Inhibitors and contraindications to their use
The list of relative contraindications for the use of inhibitors is as follows:
- the patient has moderate arterial hypotension;
- presence of chronic severe renal failure;
- in childhood;
- in the presence of severe anemia.
Absolute contraindications include hypersensitivity, lactation, bilateral renal artery stenosis, severe hypotension, pregnancy and hyperkalemia.

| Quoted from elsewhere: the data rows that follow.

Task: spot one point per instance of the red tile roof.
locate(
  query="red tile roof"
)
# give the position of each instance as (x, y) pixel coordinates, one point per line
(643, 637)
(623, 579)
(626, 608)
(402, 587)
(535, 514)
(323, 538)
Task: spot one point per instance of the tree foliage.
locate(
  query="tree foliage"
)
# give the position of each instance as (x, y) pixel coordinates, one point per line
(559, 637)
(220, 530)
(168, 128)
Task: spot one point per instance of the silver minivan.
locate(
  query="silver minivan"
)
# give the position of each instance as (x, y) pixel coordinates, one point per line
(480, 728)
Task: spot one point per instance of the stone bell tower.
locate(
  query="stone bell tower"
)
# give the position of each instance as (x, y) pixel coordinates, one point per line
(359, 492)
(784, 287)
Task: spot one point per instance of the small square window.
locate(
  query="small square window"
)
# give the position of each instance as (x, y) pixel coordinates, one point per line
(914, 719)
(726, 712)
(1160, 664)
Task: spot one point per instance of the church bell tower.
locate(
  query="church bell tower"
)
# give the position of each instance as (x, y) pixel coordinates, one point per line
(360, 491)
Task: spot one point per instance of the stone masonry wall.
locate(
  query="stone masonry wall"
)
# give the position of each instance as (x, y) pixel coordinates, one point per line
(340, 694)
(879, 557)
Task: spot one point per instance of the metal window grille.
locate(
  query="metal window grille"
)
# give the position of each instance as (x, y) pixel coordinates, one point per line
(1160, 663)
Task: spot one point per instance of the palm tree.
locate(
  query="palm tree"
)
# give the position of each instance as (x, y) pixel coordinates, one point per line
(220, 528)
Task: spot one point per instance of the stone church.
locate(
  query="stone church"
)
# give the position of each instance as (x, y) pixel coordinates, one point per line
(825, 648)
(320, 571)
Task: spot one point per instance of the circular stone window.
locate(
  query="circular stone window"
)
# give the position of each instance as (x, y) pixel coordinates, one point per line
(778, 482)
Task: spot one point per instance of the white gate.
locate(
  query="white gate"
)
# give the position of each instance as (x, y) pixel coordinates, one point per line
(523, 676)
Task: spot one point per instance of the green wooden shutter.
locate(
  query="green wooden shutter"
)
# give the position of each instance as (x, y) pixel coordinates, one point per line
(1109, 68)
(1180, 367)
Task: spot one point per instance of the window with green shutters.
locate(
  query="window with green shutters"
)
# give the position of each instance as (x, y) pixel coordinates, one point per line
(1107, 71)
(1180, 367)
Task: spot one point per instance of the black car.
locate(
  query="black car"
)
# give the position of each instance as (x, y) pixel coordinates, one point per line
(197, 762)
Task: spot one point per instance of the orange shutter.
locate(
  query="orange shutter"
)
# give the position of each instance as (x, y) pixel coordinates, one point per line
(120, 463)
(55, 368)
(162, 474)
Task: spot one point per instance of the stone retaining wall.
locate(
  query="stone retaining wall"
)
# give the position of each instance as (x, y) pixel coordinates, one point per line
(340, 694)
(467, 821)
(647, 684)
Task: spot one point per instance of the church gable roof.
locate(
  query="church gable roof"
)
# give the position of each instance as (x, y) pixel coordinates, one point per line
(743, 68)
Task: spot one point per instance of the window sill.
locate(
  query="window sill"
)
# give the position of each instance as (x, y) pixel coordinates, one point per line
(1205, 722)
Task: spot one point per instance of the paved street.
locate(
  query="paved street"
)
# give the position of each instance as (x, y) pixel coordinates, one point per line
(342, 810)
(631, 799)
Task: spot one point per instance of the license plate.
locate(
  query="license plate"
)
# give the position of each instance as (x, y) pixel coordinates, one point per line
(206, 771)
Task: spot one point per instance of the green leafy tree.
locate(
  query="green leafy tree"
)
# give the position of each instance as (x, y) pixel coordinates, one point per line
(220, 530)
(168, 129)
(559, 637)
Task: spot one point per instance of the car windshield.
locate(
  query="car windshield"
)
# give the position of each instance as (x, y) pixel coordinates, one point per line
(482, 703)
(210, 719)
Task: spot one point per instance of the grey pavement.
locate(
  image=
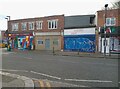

People may experience side effects from ACE inhibitors in the form of itching, allergic rash, weakness, hepatotoxicity, decreased libido, stomatitis, fever, rapid heartbeat, swelling of the legs and so on.
Side effect
Long-term use of these drugs can lead to inhibition of hematopoiesis. As a result, the content of red blood cells, leukocytes and platelets in the blood decreases. Therefore, during the treatment period, regular repetition of a general blood test is required.
Allergic reactions and intolerances may also develop. This usually manifests itself as itching, redness of the skin, urticaria, and photosensitivity.
In addition, the function of the digestive system may be impaired, which will lead to distortion of taste, nausea and vomiting, and discomfort in the stomach. Sometimes people suffer from diarrhea or constipation, and the liver stops working normally. In some cases, ulcers (aphthae) occur in the mouth.
The tone of the parasympathetic nervous system can be enhanced by drugs, and the synthesis of prostaglandins can also be activated. A dry cough occurs and the voice changes. Symptoms can be alleviated by taking non-steroidal anti-inflammatory drugs, but not by using antitussives. If patients have a pronounced increase in blood pressure, a paradoxical increase in blood pressure cannot be ruled out. Hyperkalemia occurs in some cases, and fractures of limb bones due to falls occur more often.
The article reviewed the latest generation of ACE inhibitors.